The Mattauch isobar rule, formulated by Josef Mattauch in 1934, states that if two adjacent elements on the periodic table have isotopes of the same mass number, one of these isotopes must be radioactive. Two nuclides that have the same mass number (isobars) can both be stable only if their atomic numbers differ by more than one. In fact, for currently observationally stable nuclides, the difference can only be 2 or 4, and in theory, two nuclides that have the same mass number cannot be both stable (at least to beta decay or double beta decay), but many such nuclides which are theoretically unstable to double beta decay have not been observed to decay, e.g. 134Xe. However, this rule cannot make predictions on the half-lives of these radioisotopes.

Technetium and promethium
A consequence of this rule is that technetium and promethium both have no stable isotopes, as each of the neighboring elements on the periodic table (molybdenum and ruthenium, and neodymium and samarium, respectively) have a beta-stable isotope for each mass number for the range in which the isotopes of the unstable elements usually would be stable to beta decay. (Note that although 147Sm is unstable, it is stable to beta decay; thus 147 is not a counterexample).

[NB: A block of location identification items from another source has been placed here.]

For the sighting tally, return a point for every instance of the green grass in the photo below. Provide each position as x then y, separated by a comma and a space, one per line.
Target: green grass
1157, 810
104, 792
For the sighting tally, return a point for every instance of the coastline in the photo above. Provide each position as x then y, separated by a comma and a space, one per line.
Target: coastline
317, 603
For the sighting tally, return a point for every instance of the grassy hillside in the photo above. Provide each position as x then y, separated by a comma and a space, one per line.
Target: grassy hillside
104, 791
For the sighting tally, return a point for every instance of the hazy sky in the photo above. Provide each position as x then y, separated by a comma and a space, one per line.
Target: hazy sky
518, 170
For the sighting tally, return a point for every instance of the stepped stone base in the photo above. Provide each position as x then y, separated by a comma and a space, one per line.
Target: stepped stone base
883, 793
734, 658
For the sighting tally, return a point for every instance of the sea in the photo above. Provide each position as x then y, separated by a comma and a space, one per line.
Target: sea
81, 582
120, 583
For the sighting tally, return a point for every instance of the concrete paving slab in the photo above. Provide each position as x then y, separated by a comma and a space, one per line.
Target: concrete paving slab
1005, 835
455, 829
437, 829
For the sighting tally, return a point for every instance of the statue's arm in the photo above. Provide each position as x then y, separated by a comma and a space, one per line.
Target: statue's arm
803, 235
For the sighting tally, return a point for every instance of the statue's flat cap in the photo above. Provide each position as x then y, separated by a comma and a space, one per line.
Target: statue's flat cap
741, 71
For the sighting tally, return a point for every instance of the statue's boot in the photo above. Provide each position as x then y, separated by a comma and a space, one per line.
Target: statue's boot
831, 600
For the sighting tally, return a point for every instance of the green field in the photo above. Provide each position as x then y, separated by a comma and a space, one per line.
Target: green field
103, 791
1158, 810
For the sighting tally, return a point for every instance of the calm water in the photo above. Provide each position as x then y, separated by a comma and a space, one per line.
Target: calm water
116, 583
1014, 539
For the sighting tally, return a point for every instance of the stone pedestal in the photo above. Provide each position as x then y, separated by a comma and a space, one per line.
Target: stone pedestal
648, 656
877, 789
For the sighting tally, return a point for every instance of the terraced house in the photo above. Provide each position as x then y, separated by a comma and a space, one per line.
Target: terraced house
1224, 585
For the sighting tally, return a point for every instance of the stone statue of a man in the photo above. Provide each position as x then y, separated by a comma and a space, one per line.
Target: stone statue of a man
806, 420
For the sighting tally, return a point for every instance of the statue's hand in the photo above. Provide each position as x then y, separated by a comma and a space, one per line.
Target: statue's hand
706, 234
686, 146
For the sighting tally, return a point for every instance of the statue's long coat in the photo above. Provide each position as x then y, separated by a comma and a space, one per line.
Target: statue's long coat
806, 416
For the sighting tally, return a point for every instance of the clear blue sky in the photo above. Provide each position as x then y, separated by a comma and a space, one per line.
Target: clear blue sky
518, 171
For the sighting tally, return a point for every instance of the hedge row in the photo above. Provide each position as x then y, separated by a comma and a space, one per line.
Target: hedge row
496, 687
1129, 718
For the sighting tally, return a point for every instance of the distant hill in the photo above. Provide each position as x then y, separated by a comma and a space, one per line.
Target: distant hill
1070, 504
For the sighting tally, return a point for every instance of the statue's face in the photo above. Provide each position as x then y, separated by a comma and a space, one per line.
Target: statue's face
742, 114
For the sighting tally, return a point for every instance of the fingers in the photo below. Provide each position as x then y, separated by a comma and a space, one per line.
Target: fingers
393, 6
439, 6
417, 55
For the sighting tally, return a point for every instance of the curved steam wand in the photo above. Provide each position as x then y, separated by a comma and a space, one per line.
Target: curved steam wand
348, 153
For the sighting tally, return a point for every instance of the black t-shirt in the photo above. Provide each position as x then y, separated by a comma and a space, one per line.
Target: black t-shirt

These ranges can be calculated using the liquid drop model (for example the stability of technetium isotopes), in which the isobar with the lowest mass excess or greatest binding energy is shown to be stable to beta decay because energy conservation forbids a spontaneous transition to a less stable state.

Thus no stable nuclides have proton number 43 or 61, and by the same reasoning no stable nuclides have neutron number 19, 21, 35, 39, 45, 61, 71, 89, 115, or 123.

Exceptions
The only known exceptions to the Mattauch isobar rule are the cases of antimony-123 and tellurium-123 and of hafnium-180 and tantalum-180m, where both nuclei are observationally stable. It is predicted that 123Te would undergo electron capture to form 123Sb, but this decay has not yet been observed; 180mTa should be able to undergo isomeric transition to 180Ta, beta decay to 180W, electron capture to 180Hf, or alpha decay to 176Lu, but none of these decay modes have been observed.

In addition, beta decay has been seen for neither curium-247 nor berkelium-247, though it is expected that the former should decay into the latter. Both nuclides are alpha-unstable.